LAWS(SC)-1979-10-50

FINANCIAL COMMISSIONER HARYANA STATE Vs. KELA DEVI

Decided On October 31, 1979
FINANCIAL COMMISSIONER,HARYANA STATE Appellant
V/S
KELA DEVI Respondents

JUDGEMENT

(1.) One Nathi held 36 standard acres and 8 standard unit of land in village Bhanguri, and as the "Permissible area" within the meaning of clause (3) of section 2 of the Punjab Security of Land Tenures Act, 1953, (hereafter referred to as the Act) in his case was 30 standard acres, Collector (Surplus) Nuh, declared 6 standard acres and 8 standard units of land as "Surplus area" by his order dated November 25, 1959. Nathi died on July 14, 1965, leaving his widow Smt. Kala Devi respondent No.1,and his mother Smt. Mando respondent No. 2, as heirs. The two heirs made an application under Ss. 10-A (b) and 10B of the Act stating that as the land of Nathi had been inherited by them in equal shares, and the holding with each one of them was much below the "permissible area" of 30 standard acres. there was no "surplus area" within the meaning of clause (5-a) of Section 2 of the Act and no part of it could therefore be utilised for allotment to other tenants. That application was however dismissed by collector (Surplus) on March 13, 1967, on the ground that the "surplus area" declared in Nathi's lifetime had already been allotted to other tenants and could not be excluded from the holding in the hands of his widow and mother. An appeal was taken to the Commissioner of Ambala, but it was dismissed on Jan. 30, 1968, as he took the view that the order of allotment of the "surplus area" of Nathi's holding amounted to "utilisation" of that land under Section 10-A (a). A revision was taken to the Financial Commissioner, but it was rejected on May 8, 1968, for the same reason. Smt. Kala Devi and Smt. Mando then approached the High Court of Punjab and Haryana by a writ petition under Articles 226 and 227 of the Constitution. It was opposed by the present appellants on the ground that as the "surplus area" had been declared and allotted to various tenants during the lifetime of Nathi (except for an area of 8 kanals in village Ghelab) the writ petitioners were not entitled to succeed, as the "surplus area" had already been utilised. It was also pleaded that possession of eight pieces of land had already been delivered to the tenants before the death of Nathi. The controversy before us does not relate to those pieces of land which had been allotted to various tenants and of which possession was given to them during the life time of Nathi.

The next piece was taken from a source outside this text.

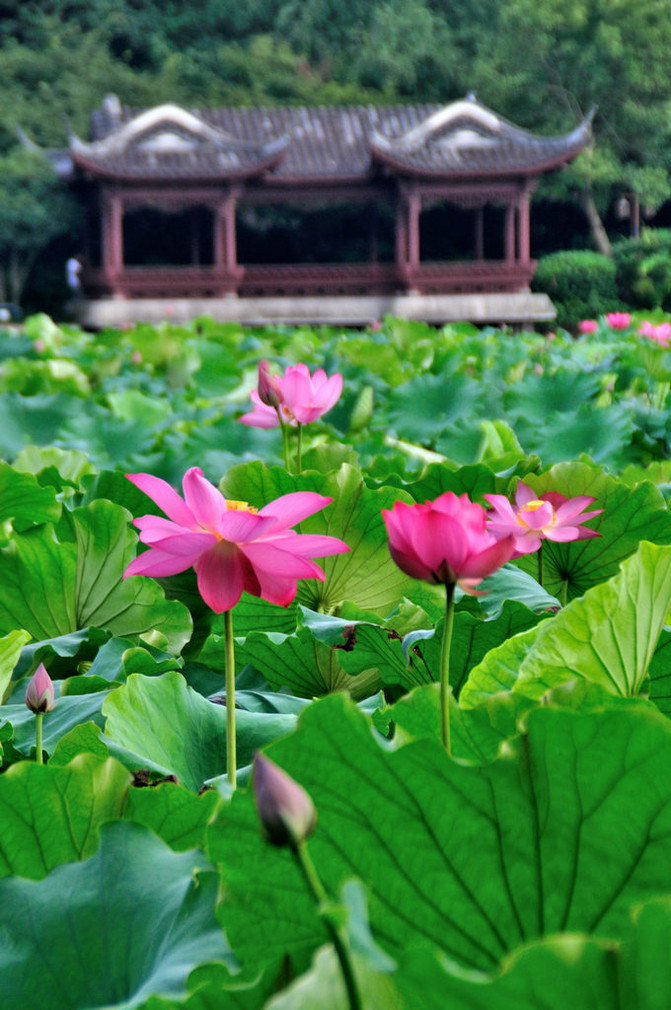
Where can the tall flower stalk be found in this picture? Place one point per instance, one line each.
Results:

(2.) The learned single Judge of the High Court who initially heard the writ petition allowed it by his judgment dated October 29, 1968, in so far as it related to the portion of land of which possession had not been given to other tenant's and, to the extent, he set aside the above- mentioned orders of the Collector, the Commissioner, and the Financial Commissioner by which the application of Smt. Kala Devi and Smt. Mando was rejected. An appeal was taken to a Division Bench of the High Court, but it was dismissed on May, 12, 1969. That is why the present appeal has been filed on the basis of High Court's certificate under Article 133 (1) (c) of the constitution.

(3.) The only question which therefore arises for consideration is whether the High Court was right in taking the view that mere allotment of land to other tenants under Section 10-A (a) of the Act did not amount to utilisation of the "surplus area" when the resettled tenants had not taken possession under the allotment orders.